Rights groups have said that Anas has been held in inhumane conditions, causing his health to deteriorate significantly while being refused medical care. He has been deprived of family visitations and contact with lawyers. He was also denied the ability to complete his education.
Ezzat Ghoneim
Ezzat Ghoneim is a human rights lawyer and executive director of the Egyptian Coordination for Rights and Freedoms.
He was arrested on 1 March 2018. Ghoneim is currently imprisoned in Qanater prison under poor conditions. He is also deprived of his right to receive visits.
Aya Kamal
Aya Kamal el-Din, a human rights activist, has been in detention since July.
She was initially arrested in 2013 and handed a seven-year suspended jail sentence for participating in a protest in support of late President Mohamed Morsi, the first democratically elected president of Egypt who was ousted in a military coup that year.
She was arrested again in 2020 following a Facebook post criticising the military for its handling of personal protective equipment during the Covid-19 pandemic.
Abdel Moneim Aboul-Fotouh
Abdel Moneim Aboul-Fotouh is a former Egyptian presidential candidate and leader of the Strong Egypt party. The 71-year-old has been in jail since 2018, and was sentenced in March to 15 years in prison over his criticism of the Sisi government and political activism.
Ahmed Aboul-Fotouh, his son, wrote in September that his father suffers from frequent heart attacks and that Egyptian authorities refused a request from his lawyer to transfer him to a hospital at the expense of his family.
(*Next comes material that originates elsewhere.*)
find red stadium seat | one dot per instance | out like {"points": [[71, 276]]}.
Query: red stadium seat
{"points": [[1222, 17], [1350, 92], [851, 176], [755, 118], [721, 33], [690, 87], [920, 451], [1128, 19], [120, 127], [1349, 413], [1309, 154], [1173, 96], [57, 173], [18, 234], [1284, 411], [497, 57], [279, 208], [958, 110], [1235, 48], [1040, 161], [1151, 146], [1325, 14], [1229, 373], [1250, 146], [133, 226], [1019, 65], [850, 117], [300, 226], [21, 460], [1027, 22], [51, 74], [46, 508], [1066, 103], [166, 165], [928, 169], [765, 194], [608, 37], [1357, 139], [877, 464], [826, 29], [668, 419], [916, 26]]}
In July, Aboul-Fotouh had a heart attack in his prison cell in al-Mazraa jail in Tora complex, the fourth heart attack in just two months. His family said that they had informed top authorities in the country, including the president, requesting urgent health care to save his life.
Essam Sultan
Essam Sultan is an Egyptian lawyer and vice president of the opposition al-Wasat party.
Sultan was elected as a member of parliament in the first post-revolution parliament in 2011. He was one of the key figures in the opposition movement that preceded the 2011 revolution. He was a member of the Kefaya movement and the National Association for Change.
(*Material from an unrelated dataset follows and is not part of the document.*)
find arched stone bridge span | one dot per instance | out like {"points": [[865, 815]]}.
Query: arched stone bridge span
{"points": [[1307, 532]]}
Sultan opposed the 2013 coup against Morsi and was one of the many opposition figures rounded up after the coup. He has been held in solitary confinement in the notorious Aqrab (Scorpion) prison in Cairo since his arrest in July 2013.
Gehad Haddad
Gehad El-Haddad, who served as the chief spokesperson for the Muslim Brotherhood, was arrested in September 2013 in the crackdown that followed the deadly dispersal of the Rabaa Square protests, held against the ousting of late president Morsi.
Haddad has been held in solitary confinement for more than nine years. Haddad's brother said he has been subjected to torture and medical negligence and that he has lost his ability to walk independently.
Prison authorities increased their harassment of Haddad after his opinion piece that was published in the New York Times in 2017, his brother said.
Prior to becoming a spokesperson and advisor for Morsi's Freedom and Justice Party, Haddad worked as the Cairo city director at the Clinton Climate Initiative from 2007 to 2012.
Safwan and Seif Thabet
Safwan Thabet, 75, is the founder and former CEO of Juhayna, Egypt's largest dairy and juice company.
Thabet was detained in December 2020, with his son Seif joining him two months later on charges of "funding terrorism, undermining the national economy and joining an unlawful organisation".
Amnesty International said that Safwan Thabet and his son are being held in solitary confinement at Scorpion prison in conditions that amount to torture, due to their refusal to give up their shares in the firm to a military-owned business.
Safwan's wife, Bahira Elshawi, died in March after months of campaigning to release her jailed husband and son.
Last year, Elshawi made an emotional video plea to President Sisi, asking for the release of her husband and son over their abusive conditions.